Ciudad de México.- Ante los casos de abuso sexual contra menores en la Ciudad de México, el diputado local del PRD, Iván Texta Solís, adelantó que solicitará que en el protocolo de protección a este sector de la población se incluya la instalación de cámaras de vigilancia.
Mencionó que de acuerdo con la Comisión Nacional de los Derechos Humanos (CNDH), del 2002 al 2013, las secretarías de Educación de los estados recibieron mil 365 quejas por agresiones, abuso y acoso sexual en los planteles y se comprobó que 129 niñas y niños sufrieron violencia sexual mientras cursaban educación inicial, preescolar, primaria, secundaria, media superior y educación especial.

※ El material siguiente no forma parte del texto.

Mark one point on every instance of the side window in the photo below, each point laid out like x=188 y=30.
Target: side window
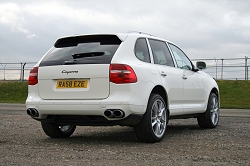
x=161 y=53
x=181 y=59
x=141 y=50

Y, según datos de la Organización para la Cooperación y el Desarrollo Económicos (OCDE), México ocupa el primer lugar en violencia, abuso sexual, pornografía infantil y homicidios de menores de 14 años de edad entre las naciones integrantes del organismo.
Por tanto, para aumentar la seguridad de las niñas y niños en centros educativos, públicos y privados, de la Ciudad de México, el diputado del Partido de la Revolución Democrática (PRD) en la Asamblea Legislativa del Distrito Federal (ALDF), Iván Texta Solís, adelantó que solicitará que en el protocolo de protección a este sector de la población se incluya la instalación de cámaras de vigilancia.
El también presidente de la Comisión de Vigilancia de la Auditoría Superior de la Ciudad de México en la ALDF indicó que la medida podría ser obligatorio, en colegios públicos y privados de guardería, educación preescolar y primaria, así como incluir visitas e inspecciones sorpresa por parte de autoridades.
Las cámaras de vigilancia, destacó Texta Solís, ayudarían a detectar casos de maltrato y violencia hacia la población infantil, lo que garantiza certeza y tranquilidad a las madres y los padres de familia de que sus hijas o hijos están en un lugar seguro, además de prevenir hechos como el ocurrido en el jardín de niños Montessori-Matatena.
El asambleísta citó el informe del organismo en el cual se refiere que las escuelas de la Ciudad de México tienen el mayor registro de este delito, ya que entre 2000 y 2013, ocurrieron 546 casos, en el que los agresores laboraban como profesores, prefectos, personal de intendencia y empleados administrativos de los planteles.
Finalmente, señaló que es reprobable que este tipo de hechos ocurran en los centros escolares donde los menores deben recibir educación y protección especial, situación que incumple el contenido de la Convención sobre los Derechos del Niño (CDN) adoptada por la Asamblea General de la Organización de las Naciones Unidas (ONU) y firmada por México.